SCBI is asking the public to help name the three colts. All of the names are inspired by the biology and ecology of Przewalski’s horses with a fun #MyLittlePhorse twist. The three names that receive the most votes will be given to the colts. Keepers will assign the winning names to the individual animals. The winning names will be announced Aug. 13. The public can cast their votes on the Zoo’s website. The names to choose from are:
Takhi Twist—Takhi is the Mongolian word for Przewalski’s horse
Ulaanbaatar Hero—Ulaanbaatar is the capital of Mongolia
Steppenhoof—Przewalski’s horses are native to the steppes of the Gobi Desert in Mongolia
Gobi Wan Kenobi —Przewalski’s horses live in the Gobi Desert in Mongolia
Citizen Mane—Przewalski’s horses have dark spiky manes and no forelock
The oldest colt was born to Anne, and keepers describe him as outgoing and confident. The second colt was born to Winnie, and keepers have noticed that he is especially shy and sticks close to the herd. The youngest colt was born to Emma and is indecisive and still learning how to be part of the herd. SCBI will share photos and videos of the colts on social media with information about their personalities with the hashtag #MyLittlePhorse to help voters get to know the colts.

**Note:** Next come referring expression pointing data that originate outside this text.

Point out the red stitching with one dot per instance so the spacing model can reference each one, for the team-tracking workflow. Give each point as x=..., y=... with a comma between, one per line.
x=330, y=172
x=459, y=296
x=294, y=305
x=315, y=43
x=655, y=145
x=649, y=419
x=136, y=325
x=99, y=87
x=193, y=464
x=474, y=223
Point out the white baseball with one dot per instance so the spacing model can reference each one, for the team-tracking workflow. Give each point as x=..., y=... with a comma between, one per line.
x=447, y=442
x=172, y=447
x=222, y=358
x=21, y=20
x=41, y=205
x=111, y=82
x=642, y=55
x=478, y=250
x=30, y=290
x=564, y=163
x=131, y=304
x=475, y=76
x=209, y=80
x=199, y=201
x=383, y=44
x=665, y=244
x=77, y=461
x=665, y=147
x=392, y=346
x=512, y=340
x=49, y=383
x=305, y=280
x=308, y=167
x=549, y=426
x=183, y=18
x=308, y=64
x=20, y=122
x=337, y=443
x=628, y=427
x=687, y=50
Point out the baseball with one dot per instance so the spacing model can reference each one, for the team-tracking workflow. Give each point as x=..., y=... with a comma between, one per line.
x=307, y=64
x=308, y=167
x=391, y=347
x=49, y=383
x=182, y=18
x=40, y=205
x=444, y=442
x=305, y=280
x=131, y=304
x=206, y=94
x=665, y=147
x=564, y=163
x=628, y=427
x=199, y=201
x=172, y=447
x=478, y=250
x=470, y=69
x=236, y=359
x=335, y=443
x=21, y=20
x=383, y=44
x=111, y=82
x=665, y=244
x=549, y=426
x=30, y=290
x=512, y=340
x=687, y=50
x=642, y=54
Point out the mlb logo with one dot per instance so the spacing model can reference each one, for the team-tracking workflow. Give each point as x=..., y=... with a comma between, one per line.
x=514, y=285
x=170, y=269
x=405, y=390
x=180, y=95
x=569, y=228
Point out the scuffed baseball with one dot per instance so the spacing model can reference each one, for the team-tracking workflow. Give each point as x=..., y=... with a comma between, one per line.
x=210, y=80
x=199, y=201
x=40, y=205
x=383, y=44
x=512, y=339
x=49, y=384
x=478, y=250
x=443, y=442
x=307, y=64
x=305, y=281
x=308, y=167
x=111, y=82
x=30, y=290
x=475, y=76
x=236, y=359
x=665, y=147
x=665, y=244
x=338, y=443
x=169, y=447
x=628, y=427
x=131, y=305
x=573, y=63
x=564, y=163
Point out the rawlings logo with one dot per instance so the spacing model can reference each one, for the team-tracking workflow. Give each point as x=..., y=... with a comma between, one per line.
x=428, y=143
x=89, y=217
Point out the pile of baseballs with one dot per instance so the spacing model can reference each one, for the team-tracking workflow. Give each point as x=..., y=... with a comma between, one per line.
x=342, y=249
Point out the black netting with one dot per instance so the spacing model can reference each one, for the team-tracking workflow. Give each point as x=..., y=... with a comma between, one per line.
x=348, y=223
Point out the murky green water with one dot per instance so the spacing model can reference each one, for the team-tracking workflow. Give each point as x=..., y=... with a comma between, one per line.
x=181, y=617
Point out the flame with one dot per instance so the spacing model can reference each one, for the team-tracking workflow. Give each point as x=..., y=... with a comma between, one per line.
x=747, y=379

Native to Mongolia, China and Kazakhstan, Przewalski’s horses are listed as “endangered” by the International Union for Conservation of Nature. They were once extinct in the wild, and all the Przewalski’s horses alive today are descended from 14 individuals. SCBI scientists study Przewalski’s horse reproductive biology and have developed assisted reproduction techniques to help build a self-sustaining and genetically diverse population in human care. In 2013, the first Przewalski’s horse born as the result of an artificial insemination was born there.
SCBI ecologists also study Przewalski’s horses in the wild. They are learning about the movement and behavior of horses reintroduced Hustai National Park in Mongolia by tracking them with GPS tags. This year, 35 foals were born in the park and 28 survived through their first critical months. The survival of many of the foals proves that the horses reintroduced to the wild are thriving. A healthy population capable of producing foals will be necessary to establish herds of free-ranging Przewalski’s horses in the wild.

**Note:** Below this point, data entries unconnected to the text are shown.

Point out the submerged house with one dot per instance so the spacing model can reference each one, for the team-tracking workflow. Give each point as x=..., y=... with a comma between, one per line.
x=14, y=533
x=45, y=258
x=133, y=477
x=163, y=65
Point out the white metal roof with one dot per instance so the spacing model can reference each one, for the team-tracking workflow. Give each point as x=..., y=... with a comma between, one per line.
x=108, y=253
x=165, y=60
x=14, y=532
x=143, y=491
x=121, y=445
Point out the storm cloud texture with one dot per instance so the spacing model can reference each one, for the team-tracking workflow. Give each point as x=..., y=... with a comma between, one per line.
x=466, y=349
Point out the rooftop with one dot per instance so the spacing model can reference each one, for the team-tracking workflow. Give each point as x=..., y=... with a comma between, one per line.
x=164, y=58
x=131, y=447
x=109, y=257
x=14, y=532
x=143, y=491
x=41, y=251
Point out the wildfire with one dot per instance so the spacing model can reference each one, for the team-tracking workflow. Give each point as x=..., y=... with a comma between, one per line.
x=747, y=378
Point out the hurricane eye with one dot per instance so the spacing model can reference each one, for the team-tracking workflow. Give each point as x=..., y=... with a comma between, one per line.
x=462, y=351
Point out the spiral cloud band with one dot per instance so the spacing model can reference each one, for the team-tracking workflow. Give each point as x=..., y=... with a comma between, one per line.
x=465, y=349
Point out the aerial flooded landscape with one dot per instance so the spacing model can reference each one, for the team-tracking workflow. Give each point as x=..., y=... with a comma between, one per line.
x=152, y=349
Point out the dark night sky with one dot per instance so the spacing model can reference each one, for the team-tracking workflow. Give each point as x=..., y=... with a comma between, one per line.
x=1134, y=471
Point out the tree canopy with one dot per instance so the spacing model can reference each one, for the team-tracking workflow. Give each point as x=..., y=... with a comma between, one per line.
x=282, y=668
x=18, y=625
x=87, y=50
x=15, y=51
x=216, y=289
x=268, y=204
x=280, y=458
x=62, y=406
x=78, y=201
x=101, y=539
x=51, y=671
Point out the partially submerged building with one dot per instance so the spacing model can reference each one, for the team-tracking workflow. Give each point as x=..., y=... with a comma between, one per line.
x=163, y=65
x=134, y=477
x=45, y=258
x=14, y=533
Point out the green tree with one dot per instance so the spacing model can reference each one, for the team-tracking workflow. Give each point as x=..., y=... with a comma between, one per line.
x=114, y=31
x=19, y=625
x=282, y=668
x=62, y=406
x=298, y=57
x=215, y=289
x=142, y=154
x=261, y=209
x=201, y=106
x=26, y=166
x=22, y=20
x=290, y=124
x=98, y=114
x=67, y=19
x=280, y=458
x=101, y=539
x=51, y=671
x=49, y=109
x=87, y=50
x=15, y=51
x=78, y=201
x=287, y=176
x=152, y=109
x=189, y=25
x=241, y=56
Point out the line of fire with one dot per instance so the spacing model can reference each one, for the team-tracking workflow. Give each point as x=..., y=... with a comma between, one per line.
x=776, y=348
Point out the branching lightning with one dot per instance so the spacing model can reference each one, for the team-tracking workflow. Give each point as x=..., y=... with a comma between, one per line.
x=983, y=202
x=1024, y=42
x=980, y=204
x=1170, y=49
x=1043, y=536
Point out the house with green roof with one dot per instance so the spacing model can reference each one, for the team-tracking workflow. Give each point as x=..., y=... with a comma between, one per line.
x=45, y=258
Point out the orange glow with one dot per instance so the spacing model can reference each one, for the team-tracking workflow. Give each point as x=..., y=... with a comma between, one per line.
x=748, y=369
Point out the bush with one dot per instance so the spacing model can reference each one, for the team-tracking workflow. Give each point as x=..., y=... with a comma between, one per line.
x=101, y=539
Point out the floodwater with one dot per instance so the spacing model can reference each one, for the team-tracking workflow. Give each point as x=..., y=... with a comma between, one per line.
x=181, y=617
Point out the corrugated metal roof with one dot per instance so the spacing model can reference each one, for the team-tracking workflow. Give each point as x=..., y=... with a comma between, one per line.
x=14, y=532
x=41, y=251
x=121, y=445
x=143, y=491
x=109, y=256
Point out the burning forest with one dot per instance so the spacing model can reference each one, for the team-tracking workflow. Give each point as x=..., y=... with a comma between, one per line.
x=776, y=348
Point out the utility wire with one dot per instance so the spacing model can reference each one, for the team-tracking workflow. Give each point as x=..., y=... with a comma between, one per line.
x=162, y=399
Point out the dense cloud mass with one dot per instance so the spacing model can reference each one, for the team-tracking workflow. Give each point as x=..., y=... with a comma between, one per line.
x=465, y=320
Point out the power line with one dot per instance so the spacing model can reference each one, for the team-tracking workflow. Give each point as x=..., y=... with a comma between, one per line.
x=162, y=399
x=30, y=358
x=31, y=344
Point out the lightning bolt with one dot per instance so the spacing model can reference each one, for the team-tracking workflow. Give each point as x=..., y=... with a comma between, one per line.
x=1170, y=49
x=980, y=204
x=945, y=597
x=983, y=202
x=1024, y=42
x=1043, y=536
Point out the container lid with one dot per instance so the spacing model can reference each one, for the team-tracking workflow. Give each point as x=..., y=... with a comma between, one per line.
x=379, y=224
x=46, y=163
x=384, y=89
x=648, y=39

Przewalski’s horses have long been considered the last surviving wild horse species, however new data highlights a close genetic relationship between Przewalski’s horses and Botai horses. Botai horses are considered by some scientists to be the first domesticated species of horse. However, Botai horses form a clade (a group of descendants from one common ancestor) distinct from domestic horses. There is no strong evidence that Przewalski’s horses are feral descendants of domestic ancestors. Rather, they are unique descendants of horses within Botai/Borly clade and represent genetic diversity that is no longer found among horses. They are integral to a healthy steppe ecosystem.
SCBI plays a leading role in the Smithsonian’s global efforts to save wildlife species from extinction and train future generations of conservationists. SCBI spearheads research programs at its headquarters in Front Royal, Virginia, the Smithsonian’s National Zoo in Washington, D.C., and at field research stations and training sites worldwide. SCBI scientists tackle some of today’s most complex conservation challenges by applying and sharing what they learn about animal behavior and reproduction, ecology, genetics, migration and conservation sustainability.